On the other hand, the argument above shows that a player faced with a position not in $\ P\ $ can always either win immediately, or move the game to a $\ \mathcal{P}$-position in $\ P\ $, so a position is a $\ \mathcal{P}$-position, if and only if it is in $\ P\ $.
Addendum: I have just become aware that the $2$-pile version of this game is known as Whytoff's game, its solution having already been given by the Dutch mathematician Willem Whytoff in 1907.
Best Answer
As Ross pointed out, you can solve this using nimbers.
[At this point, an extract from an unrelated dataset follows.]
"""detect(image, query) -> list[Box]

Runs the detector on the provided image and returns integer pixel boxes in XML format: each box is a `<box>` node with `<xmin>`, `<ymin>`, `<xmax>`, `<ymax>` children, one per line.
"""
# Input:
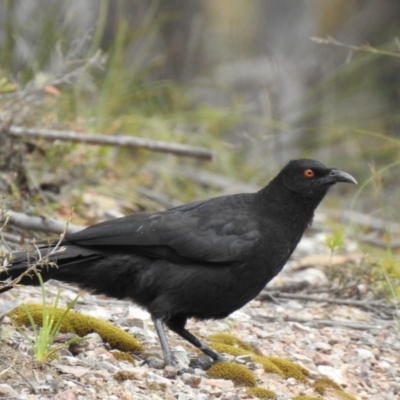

Working out the nimbers for some low coin counts leads to the winning strategy: Always make sure the coin counts are roughly equal, $\pm1$, and that their sum is divisible by $3$. That is, if the coin counts are equal and both have remainder $1$ mod $3$, take one coin from each pile; if the coin counts are equal and both have remainder $2$ mod $3$, take a coin from either pile: if the coin counts are different, take as many from the larger pile that you end up with the same count $\pm1$ and the sum is divisible by $3$. Such a move is always possible if the position isn't one of the losing positions $(3k,3k)$ or $(3k+1,3k+2)$ or $(3k+2,3k+1)$.
In particular, since $2010$ is divisible by $3$, the initial position is a losing position for player $A$.